Gene Over│Episode1蒼き星と少女 11邂逅

 その日、フェノンはエルナートに呼ばれた。
 ダースジアには、ヒュプノス用の個室が各々用意されている。兵器であっても、そういう部分だけは人間と同じ扱いなのだ。そうは言っても、ヒュプノスは人間でいう心臓と頭の位置にそれぞれアダムとイブ―これらは遠い昔の神話に出てくる人間の名前らしい―という中枢組織を持っており、それが壊されない限り半永久的に活動できるので、食事を摂らなくても動けるし、睡眠をとる必要もない。要は、部屋を与えられたからといって、それを何かの目的のために使うということは何もないのである。 最近ダースジアに搭乗することになり、自分の部屋というものを初めて与えられたフェノンは、使い方が分からず困っていた。
「エルはどうやって部屋を使ってるのかな?」
 フェノンはエルナートの部屋の前で呟いた。扉の横のインターホンを押す。フェノンは背が小さいので少し背伸びが必要である。

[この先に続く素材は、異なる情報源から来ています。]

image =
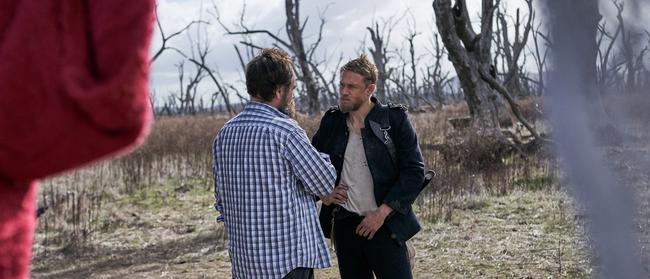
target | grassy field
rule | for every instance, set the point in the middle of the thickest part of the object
(168, 231)
(150, 214)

「まったく、どうして博士はあたしをこんなに小さく造ったのかな?」
 エルナートが出てくるまで、フェノンはそんな独り言を言っていた。初期型のヒュプノスにそんな機能はないが、コアルティンスによって造られたフェノンには、妙に人間的な機能がある。
「…」
 エルナートが無言で扉を開けた。そしてフェノンがそこにいることを確認すると扉を開けたままさっさと部屋の奥に引っ込んでしまった。中に入れということだろう。フェノンは、お邪魔します、と小さく言って部屋の中に入った。

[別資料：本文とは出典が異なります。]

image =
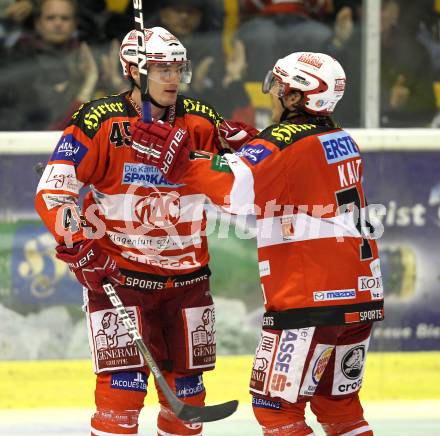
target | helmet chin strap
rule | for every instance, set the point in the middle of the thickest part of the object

 エルナートが自分のことをどう思っているのかは、フェノンにはわからない。好いてはくれていないことは間違いないのだが。艦長に頼まれた雑用などを一緒にやりながらも、彼女はフェノンに話しかけてくれない。初めて会った時に自分とフィーノを重ね合わせてしまったことは理解しているけれど、フェノンはフィーノではないのだ。なんとか仲良くなれないかと、ずっと考えていた。だから、今日エルナートが部屋に呼んでくれたのは嬉しかった。

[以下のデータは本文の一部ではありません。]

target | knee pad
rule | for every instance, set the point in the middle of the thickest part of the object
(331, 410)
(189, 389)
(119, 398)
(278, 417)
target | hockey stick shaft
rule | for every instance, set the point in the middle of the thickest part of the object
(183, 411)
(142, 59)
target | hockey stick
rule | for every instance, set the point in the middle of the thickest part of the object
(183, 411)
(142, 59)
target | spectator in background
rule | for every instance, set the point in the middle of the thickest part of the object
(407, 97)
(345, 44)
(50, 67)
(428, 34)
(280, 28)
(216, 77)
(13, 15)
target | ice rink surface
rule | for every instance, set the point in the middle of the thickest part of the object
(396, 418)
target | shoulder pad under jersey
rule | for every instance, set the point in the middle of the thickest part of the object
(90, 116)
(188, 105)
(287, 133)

 部屋の内装はフェノンのそれとまったく同じだった。突き当たりの大きな窓。申し訳程度に置かれたクローゼット。そしてあまり意味のないベッド。女性型のエルナートはもう少し部屋をアレンジしているのかと期待していたフェノンは、殺風景な室内を見て肩を落とした。
「そこに座っていろ」
 エルナートがベッドを指差す。フェノンは素直にそれに従った。ベッドにちょこんと腰掛けると、エルナートはクローゼットの中から何かを探しているようだった。
「…あった」
 小さく呟くと、エルナートはフェノンの隣に座った。手には一本の黒いゴムが握られている。髪を束ねるもののようだ。
「?」
 フェノンはそれを見て首を傾げた。
「お前がフィーノと違うことはよくわかっている。それでも…」
 エルナートが小声で言う。フェノンはゴムを見つめた。
「それ…フィーノの?」
 フェノンがゴムを指差すと、エルナートはゆっくりと頷いた。
「あの事件の後、研究員がフィーノを解体するため運ぼうとした時、気づかれないように取ったんだ。それからこうやってずっと持ってた。…なぜそうしたのかは、わからないけど」
 不意に、エルナートはゴムを口に運んだ。それを二本に食い千切る。そして、肩につくほどの長さしかないフェノンの髪を、二本に分け始めた。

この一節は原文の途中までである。